Lock-Free Programming on AMD Multi-Core Systems

Discussion of chess software programming and technical issues.

Moderators: hgm, Rebel, chrisw

Gerd Isenberg
Posts: 2250
Joined: Wed Mar 08, 2006 8:47 pm
Location: Hattingen, Germany

Re: Lock-Free Programming on AMD Multi-Core Systems

Post by Gerd Isenberg »

Michael Sherwin wrote: I know next to nothing about how to make a multiprocessor chess program. However, using hash tables as an example my first thought would be to do the following when reading and writing to the hash from different threads.
See also Bob's paper:
A lockless transposition table implementation for parallel search
http://www.cis.uab.edu/hyatt/hashing.html

Using 128-bit sse2-read/writes might be safe enough as well...
bob
Posts: 20943
Joined: Mon Feb 27, 2006 7:30 pm
Location: Birmingham, AL

Re: Lock-Free Programming on AMD Multi-Core Systems

Post by bob »

what do you do if _both_ threads read/modify the counter at the same instant? That's the problem you have to solve, and what you suggested will fail on simultaneous accesses.
Michael Sherwin
Posts: 3196
Joined: Fri May 26, 2006 3:00 am
Location: WY, USA
Full name: Michael Sherwin

Re: Lock-Free Programming on AMD Multi-Core Systems

Post by Michael Sherwin »

bob wrote:what do you do if _both_ threads read/modify the counter at the same instant? That's the problem you have to solve, and what you suggested will fail on simultaneous accesses.
If two threads increment the counter at the same time would it not read back as two and invalidate both threads? If not then reading the counter twice should solve that.
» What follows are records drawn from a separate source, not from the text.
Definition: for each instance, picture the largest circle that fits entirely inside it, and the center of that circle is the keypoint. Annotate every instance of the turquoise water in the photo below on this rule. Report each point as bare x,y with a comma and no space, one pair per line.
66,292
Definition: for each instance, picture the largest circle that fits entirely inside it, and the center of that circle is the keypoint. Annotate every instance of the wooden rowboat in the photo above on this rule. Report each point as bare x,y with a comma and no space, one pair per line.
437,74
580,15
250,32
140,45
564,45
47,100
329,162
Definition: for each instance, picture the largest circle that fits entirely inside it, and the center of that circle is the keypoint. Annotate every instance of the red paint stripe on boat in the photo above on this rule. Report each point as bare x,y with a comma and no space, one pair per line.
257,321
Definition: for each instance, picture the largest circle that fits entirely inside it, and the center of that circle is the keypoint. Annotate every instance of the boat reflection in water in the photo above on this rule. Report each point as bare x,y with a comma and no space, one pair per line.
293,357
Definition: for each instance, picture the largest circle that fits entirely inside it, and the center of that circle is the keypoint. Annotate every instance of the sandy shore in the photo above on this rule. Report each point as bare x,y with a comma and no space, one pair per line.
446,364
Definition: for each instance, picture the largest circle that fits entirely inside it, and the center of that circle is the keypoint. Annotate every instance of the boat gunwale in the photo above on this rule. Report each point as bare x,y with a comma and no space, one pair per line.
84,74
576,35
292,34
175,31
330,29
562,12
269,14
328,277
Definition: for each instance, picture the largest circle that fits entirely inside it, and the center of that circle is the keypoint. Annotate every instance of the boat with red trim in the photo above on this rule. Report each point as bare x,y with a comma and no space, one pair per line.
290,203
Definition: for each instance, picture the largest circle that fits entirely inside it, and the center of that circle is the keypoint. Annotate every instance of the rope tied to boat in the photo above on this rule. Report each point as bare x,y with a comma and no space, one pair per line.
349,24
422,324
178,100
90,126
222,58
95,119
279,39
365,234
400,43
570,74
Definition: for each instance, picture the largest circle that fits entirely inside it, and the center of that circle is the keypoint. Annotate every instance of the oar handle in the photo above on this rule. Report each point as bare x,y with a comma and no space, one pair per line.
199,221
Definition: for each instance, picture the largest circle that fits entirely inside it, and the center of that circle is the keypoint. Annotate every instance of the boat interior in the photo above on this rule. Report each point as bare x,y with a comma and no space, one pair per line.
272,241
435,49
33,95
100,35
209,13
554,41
edit: If two simultaneous increments only means a plus one result period then I suppose that it will not work.
If you are on a sidewalk and the covid goes beep beep
Just step aside or you might have a bit of heat
Covid covid runs through the town all day
Can the people ever change their ways
Sherwin the covid's after you
Sherwin if it catches you you're through
bob
Posts: 20943
Joined: Mon Feb 27, 2006 7:30 pm
Location: Birmingham, AL

Re: Lock-Free Programming on AMD Multi-Core Systems

Post by bob »

Michael Sherwin wrote:
bob wrote:what do you do if _both_ threads read/modify the counter at the same instant? That's the problem you have to solve, and what you suggested will fail on simultaneous accesses.
If two threads increment the counter at the same time would it not read back as two and invalidate both threads? If not then reading the counter twice should solve that.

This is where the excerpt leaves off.